Gynecology FAQs

How does cyclic progesterone (provera or prometrium) work?

Provera or medroxyprogesterone acetate is a hormone frequently given to women in order to achieve regular cyclic bleeding. Physiologically, this works well because it mimics what happens naturally during a normal ovulatory cycle. If you break the menstrual cycle into two parts, the follicular phase where the egg is developed and luteal phase, where the egg is fertilized and implanted, you may understand why cyclic provera works. In a normal cycle, during the follicular phase, a group of eggs develop in the ovary. That creates estrogen. That estrogen in turn stimulates the lining of the uterus to proliferate, or develop. At midcycle, the developed egg is released or ovulated.

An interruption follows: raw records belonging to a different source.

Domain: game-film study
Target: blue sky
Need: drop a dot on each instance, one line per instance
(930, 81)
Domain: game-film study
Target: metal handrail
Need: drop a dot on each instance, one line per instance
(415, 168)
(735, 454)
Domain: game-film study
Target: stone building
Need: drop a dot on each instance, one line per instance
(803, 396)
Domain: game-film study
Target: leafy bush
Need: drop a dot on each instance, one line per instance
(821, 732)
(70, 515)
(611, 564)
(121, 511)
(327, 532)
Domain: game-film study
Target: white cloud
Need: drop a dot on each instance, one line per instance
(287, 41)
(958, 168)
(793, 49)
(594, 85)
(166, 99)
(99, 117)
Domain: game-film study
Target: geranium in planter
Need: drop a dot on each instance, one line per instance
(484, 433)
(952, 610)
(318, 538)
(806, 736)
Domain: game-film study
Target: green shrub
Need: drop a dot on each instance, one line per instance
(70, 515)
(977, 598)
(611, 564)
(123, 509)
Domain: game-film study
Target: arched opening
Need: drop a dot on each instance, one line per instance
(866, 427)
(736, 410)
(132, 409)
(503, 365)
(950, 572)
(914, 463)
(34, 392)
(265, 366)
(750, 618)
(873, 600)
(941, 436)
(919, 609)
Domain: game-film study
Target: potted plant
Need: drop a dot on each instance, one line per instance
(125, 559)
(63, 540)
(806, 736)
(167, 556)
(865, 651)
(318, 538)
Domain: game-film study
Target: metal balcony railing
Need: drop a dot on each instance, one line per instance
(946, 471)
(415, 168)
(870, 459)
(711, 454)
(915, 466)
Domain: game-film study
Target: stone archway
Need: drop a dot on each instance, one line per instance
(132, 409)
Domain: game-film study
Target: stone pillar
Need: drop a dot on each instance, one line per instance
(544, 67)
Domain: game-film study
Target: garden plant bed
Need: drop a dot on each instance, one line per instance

Now comes the luteal phase during which, the mechanism that made the estrogen during the follicular phase, starts to make progesterone which maintains the uterine lining throughout the luteal phase. That little progesterone factory lasts 14 days and unless rescued by a conception (pregnancy), involutes (dies). The subsequent sudden loss of progesterone results in a "withdrawal bleed" or menstrual cycle. A 10 day course of provera or progesterone mimics that little luteal phase progesterone factory. The subsequent withdrawal of the oral progesterone mimics the natural withdrawal of progesterone and should trick the uterus into menstruating. The patient that doesn't ovulate regularly such as the patient with polycystic ovaries, never develops the little progesterone factory, thus the lining never has a progesterone withdrawal. In the absence of the regular orderly withdrawal, the uterine lining becomes unstable and unpredictable, susceptible to sporadic breakthrough bleeding.